Manufacturing job losses on decline for 13 months
By Lee Kyung-min
Over 1.24 million people remained jobless in April, the highest in 19 years, a clear indication of the tightening job market amid an economic slowdown here, government data showed Wednesday.
Statistics Korea said the number of jobless stood at 1,245,000, up 84,000 from a year earlier and the highest number since June 1999 when the agency began compiling related data.
The jobless rate also jumped to 4.4 percent in April, up 0.3 percentage points year-on-year, the highest since 2000 when it stood at 4.5 percent.
The rate for those aged between 15 and 29 reached 11.5 percent, up 0.8 percentage points from a year earlier, also the highest since April 2000.
The number of employed people was 27.03 million in April, up 171,000 year-on-year.
By age, 335,000 jobs were added for those in their 60s, while 65,000 were obtained by those in their 50s.
People in their 20s saw 21,000 new jobs.
By contrast, 90,000 people in their 30s and 187,000 people in their 40s lost their jobs.
Among the self-employed, 28,000 joined their ranks, while 70,000 people with employees went out of business.
By industry, the manufacturing sector accounted for 124,000 job losses in April, 52,000 more than the previous month.
Some 127,000 jobs were added in the health and social welfare sectors due to expanded state-run healthcare.
The figures indicate the government is ignoring the people struggling to make ends meet, according to Yun Chang-hyun, a business professor at the University of Seoul.

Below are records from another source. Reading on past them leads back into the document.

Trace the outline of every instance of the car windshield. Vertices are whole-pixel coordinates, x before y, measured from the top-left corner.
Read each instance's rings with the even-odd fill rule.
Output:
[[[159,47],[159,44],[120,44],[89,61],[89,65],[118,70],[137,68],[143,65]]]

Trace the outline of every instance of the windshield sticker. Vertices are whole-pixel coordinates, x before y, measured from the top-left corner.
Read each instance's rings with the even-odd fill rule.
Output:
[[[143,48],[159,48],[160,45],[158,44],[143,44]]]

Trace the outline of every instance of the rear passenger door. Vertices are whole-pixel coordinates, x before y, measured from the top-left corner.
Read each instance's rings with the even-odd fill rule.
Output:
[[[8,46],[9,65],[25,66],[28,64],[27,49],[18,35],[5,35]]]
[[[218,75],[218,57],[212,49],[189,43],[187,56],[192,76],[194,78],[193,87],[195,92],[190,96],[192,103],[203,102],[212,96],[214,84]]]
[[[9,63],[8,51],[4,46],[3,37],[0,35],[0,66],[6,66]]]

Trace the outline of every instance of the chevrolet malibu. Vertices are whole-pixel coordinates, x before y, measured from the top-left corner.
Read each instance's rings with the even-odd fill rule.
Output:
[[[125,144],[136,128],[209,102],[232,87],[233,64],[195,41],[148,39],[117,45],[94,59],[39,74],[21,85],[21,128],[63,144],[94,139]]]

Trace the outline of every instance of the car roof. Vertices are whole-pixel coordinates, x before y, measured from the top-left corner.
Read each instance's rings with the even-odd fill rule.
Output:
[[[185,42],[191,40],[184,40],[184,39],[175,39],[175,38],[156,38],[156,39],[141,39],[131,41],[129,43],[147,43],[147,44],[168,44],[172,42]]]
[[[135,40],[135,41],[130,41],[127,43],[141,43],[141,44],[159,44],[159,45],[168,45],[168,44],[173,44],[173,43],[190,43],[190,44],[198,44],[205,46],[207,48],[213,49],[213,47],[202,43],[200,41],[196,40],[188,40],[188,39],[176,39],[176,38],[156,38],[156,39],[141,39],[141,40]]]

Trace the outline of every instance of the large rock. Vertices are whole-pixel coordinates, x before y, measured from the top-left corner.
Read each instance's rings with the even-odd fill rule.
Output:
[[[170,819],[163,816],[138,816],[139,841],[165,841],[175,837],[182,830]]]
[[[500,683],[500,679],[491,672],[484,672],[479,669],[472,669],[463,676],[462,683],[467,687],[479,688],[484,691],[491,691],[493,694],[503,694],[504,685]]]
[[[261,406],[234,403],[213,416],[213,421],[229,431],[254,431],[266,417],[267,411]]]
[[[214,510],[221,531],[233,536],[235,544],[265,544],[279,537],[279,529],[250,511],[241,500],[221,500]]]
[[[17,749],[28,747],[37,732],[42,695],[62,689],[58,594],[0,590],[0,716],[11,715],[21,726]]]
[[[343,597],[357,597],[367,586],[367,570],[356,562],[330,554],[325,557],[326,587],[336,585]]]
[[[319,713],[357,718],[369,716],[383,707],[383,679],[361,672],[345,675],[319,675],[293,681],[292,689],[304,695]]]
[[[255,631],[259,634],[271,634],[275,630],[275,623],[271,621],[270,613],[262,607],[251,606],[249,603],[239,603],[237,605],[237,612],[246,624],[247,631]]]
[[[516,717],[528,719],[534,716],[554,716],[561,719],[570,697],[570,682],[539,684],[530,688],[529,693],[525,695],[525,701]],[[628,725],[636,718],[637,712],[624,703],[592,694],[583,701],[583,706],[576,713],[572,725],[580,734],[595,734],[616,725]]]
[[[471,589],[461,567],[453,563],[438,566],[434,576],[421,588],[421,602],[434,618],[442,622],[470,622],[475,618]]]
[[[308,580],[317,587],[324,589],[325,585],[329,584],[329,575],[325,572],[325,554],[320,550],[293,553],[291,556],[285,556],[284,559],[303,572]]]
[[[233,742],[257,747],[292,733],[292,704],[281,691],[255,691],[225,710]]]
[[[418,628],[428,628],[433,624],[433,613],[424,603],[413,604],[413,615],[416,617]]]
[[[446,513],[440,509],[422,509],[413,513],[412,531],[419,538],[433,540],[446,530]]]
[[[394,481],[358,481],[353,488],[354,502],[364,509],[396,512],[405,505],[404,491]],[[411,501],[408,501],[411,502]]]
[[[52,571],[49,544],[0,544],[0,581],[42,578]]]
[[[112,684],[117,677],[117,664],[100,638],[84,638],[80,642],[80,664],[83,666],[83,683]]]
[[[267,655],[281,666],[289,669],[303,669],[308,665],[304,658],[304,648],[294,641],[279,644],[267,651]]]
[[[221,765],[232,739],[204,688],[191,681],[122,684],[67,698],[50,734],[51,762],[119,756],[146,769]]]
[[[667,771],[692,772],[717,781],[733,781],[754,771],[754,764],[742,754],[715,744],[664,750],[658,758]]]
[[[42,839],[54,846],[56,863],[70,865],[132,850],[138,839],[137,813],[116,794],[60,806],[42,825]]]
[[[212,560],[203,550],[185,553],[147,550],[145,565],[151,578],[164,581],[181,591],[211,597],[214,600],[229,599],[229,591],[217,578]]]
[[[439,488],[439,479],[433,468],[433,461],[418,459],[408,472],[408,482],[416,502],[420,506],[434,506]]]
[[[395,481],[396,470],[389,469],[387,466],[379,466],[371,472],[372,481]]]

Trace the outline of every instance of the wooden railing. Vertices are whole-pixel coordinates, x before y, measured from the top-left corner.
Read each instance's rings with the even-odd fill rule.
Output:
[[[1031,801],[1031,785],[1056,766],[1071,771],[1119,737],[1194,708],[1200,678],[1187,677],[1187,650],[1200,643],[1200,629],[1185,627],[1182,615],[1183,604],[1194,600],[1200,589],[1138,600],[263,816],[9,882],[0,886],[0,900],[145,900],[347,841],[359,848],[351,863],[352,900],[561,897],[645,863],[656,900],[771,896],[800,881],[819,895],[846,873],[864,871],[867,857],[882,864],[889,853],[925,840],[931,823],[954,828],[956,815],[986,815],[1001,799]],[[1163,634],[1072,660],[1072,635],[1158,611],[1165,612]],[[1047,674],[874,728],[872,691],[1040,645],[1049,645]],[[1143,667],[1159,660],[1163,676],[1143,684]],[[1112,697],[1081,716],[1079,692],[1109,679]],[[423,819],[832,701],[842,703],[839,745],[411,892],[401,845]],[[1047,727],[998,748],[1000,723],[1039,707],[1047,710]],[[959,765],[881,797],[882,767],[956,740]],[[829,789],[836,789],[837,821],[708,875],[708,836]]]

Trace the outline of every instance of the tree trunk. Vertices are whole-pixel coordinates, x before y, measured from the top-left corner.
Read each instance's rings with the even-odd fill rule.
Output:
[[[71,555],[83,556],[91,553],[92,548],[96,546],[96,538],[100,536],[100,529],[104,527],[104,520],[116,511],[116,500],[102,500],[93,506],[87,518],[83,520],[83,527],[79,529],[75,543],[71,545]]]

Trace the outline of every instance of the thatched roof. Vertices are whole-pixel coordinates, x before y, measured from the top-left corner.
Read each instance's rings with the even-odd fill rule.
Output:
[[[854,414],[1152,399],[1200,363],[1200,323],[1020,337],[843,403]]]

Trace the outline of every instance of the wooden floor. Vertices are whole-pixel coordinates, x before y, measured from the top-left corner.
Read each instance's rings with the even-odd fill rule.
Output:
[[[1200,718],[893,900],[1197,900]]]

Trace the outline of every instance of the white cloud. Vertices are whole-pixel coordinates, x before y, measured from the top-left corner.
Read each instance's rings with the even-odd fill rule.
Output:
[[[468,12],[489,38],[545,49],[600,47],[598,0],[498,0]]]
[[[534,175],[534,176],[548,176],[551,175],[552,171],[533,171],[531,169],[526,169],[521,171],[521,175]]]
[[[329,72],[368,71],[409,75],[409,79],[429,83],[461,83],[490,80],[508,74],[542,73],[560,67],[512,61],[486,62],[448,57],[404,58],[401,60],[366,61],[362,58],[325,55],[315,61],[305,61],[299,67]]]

"Of the total, the figures that stand out most is that 90,000 people in their 30s and 187,000 people in their 40s, the bread winners of families, are unemployed," he said.
"They are supposed to support their families; and such a large number of people losing jobs means a far greater number are suffering."
The self-employed people with employees losing jobs are mostly due to the rapid minimum wage hikes and shorter workweek, key economic policies of Moon Jae-in administration, he stressed.
"Many owners of small enterprises judge that they cannot simply make ends meet by following the state-set guidelines on increased labor costs," he said.
The recent rise in the number of people defaulting on loans is in line with the figures.
"Assuming that they had taken out loans to finance their businesses or to simply sustain their livelihoods, this means a substantial amount of loans are problematic," he said.
In his view, the agriculture and fisheries jobs that saw increases were mostly held by senior citizens left with few options to earn a living after retirement.
"Those people are practically being forced to move to rural areas and therefore are considered de facto jobless," he said.